Here she talks about the eclectic array of artists who’ve inspired her life and work.

Ravi Shankar (sitarist/composer): I know he seems an obvious choice, but the fact is no artist has influenced my work as my father has. Having taught me from my very first day playing the sitar, he’s shaped my technique, style and sound. His virtuosity, creative genius and the luminous spirituality he brings to his playing are unmatched. At 91 years old, still playing and performing, he remains my greatest inspiration.

Paco de Lucia (guitarist): Like my father, Paco is considered the grandmaster of his genre and is largely responsible for the global popularity of flamenco music today. As a string player I’m very inspired by his technique. And my love of flamenco grew, so much so that last year I went to Spain to study the style, and ended up making an album which explores the great traditions of Spain and India, which will release later this year.

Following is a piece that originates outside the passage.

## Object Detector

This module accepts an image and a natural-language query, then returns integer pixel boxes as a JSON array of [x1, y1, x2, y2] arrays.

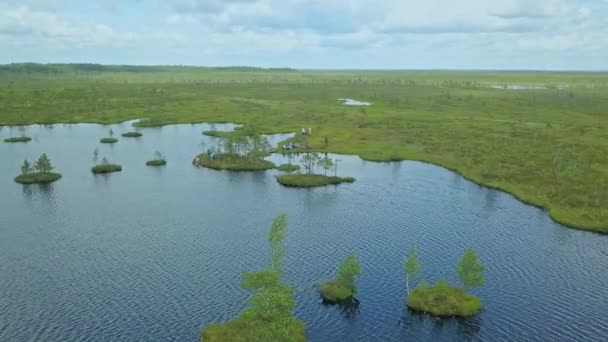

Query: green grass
[[4, 136, 32, 143], [99, 138, 118, 144], [91, 164, 122, 173], [146, 159, 167, 166], [319, 280, 353, 303], [194, 153, 274, 171], [122, 132, 143, 138], [407, 283, 482, 317], [277, 173, 355, 188], [15, 172, 61, 184], [277, 164, 300, 172], [0, 66, 608, 233]]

Salman Rushdie (writer): There were passages in his book “Midnight’s Children” that went to the core of life issues that I was confounded by as a teenager, and did so with such passion and wisdom that I was blown away. Art is meant to whisper the secrets of the universe in our ears, and when I find that music in any genre, my soul is soothed.

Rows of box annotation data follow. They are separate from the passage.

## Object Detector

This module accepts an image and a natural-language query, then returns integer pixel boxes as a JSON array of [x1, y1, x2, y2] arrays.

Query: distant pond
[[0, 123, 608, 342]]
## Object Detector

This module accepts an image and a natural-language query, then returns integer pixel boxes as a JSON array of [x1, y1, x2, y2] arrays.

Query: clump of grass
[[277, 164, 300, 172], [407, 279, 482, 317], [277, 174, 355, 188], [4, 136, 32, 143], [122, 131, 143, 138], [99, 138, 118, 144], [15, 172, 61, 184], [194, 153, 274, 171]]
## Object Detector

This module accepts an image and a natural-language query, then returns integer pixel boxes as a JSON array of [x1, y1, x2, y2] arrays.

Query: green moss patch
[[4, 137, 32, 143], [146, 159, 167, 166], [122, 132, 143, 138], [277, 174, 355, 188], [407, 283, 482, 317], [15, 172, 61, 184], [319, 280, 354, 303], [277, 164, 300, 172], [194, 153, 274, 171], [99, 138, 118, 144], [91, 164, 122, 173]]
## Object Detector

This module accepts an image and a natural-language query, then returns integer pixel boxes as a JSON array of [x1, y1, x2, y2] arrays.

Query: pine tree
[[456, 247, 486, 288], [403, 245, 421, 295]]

Mark Rothko (painter): In the Indian spiritual tradition, each chakra, or energy center, has a corresponding color, mantra and symbol, and is connected to various aspects of our emotions, health, fears and states of consciousness. Meditating on aspects of the chakras can affect and elevate us. Rothko uses color in such a pure and sometimes startling way, and when I contemplate one of his works I feel my being is subtly but deeply affected.

Joe Wright (director): Based on the extraordinary beauty and poetry of his film “Atonement,” I canceled plans one night to accept an invitation to a dinner I knew Joe was attending, as I was so intrigued to meet the man responsible for such work. Two years later, I have just borne him our first child. I can’t think of art affecting anyone any more than that.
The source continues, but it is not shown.